We measured the alveoli survival with multiple senescent-to-damaged ratios when irradiated at different doses. Lowering the fraction of senescent AEC2 increased the alveoli survival at the same dose. Notably, this feature could be exploited to simulate the effects of senolytic drugs on lung tissue, which have been shown to be able to reverse persistent RILF and IPF in mice.

Discussion

We implemented an ABM of a human alveolar segment and simulated the onset of RILF after the irradiation with single-fraction X-rays. We downscaled the model presented in our previous work to the cellular level and added key cellular behaviours that have been documented both in RILF and IPF, such as cell repopulation, senescent cells clearance, and bystander senescence. Our study emphasizes the role of cellular and molecular mechanisms in NTCP modelling and shows the time evolution of the RILF status. After testing several combinations of the bystander threshold parameter and phagocytic fraction, we set them to 2 and 100%, respectively. When using these values, we observed full clearance of the senescent cells and epithelial recovery at doses <5 Gy, as shown in a previous experimental study.
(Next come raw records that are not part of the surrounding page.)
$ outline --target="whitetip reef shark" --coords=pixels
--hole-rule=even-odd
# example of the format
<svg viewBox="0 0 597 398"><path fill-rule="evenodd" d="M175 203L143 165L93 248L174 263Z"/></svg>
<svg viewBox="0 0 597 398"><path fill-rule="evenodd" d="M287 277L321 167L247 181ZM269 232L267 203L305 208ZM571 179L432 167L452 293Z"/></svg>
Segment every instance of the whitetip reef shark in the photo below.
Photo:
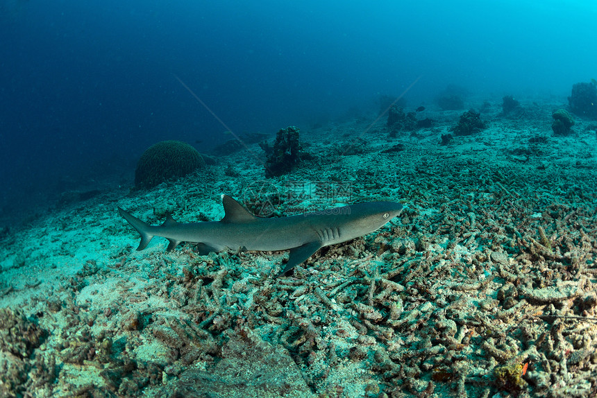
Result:
<svg viewBox="0 0 597 398"><path fill-rule="evenodd" d="M290 216L258 217L240 203L222 195L224 217L219 221L184 224L168 216L161 225L150 225L121 207L118 213L141 235L137 250L153 236L167 239L171 250L180 242L197 243L200 254L226 248L249 251L290 250L286 266L275 277L306 261L324 246L341 243L379 229L402 211L396 202L365 202Z"/></svg>

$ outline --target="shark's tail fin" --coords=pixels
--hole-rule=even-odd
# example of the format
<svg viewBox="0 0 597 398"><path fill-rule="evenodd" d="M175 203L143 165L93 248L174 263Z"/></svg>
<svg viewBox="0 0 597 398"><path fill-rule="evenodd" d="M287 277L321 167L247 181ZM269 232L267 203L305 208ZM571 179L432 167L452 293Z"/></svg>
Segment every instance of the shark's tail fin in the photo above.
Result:
<svg viewBox="0 0 597 398"><path fill-rule="evenodd" d="M141 241L139 243L137 250L142 250L147 247L149 241L153 237L153 235L150 234L149 231L151 228L151 225L146 223L144 223L137 217L132 216L130 213L124 211L123 209L118 208L118 214L122 216L125 220L128 221L128 223L137 230L139 234L141 235Z"/></svg>

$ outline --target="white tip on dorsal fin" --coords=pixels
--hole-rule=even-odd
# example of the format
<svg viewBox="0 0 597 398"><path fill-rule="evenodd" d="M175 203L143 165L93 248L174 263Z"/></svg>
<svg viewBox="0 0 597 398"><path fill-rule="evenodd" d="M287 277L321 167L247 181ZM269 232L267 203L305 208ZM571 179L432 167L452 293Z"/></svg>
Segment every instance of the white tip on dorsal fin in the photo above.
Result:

This study showed that the model could replicate results published in the literature and highlighted discrepancies between the alveoli survival predicted by the critical volume model and our simulations. Contextually, we draw attention to the importance of both cell–cell and cell–environment interactions which introduce a time dependence in the survival curve of the alveolar stem cells.
Finally, our work could set the basis for modelling and testing the modulation of NTCP when RT is combined with drugs. Such models could then be exploited to optimize the treatments as a step towards personalized medicine.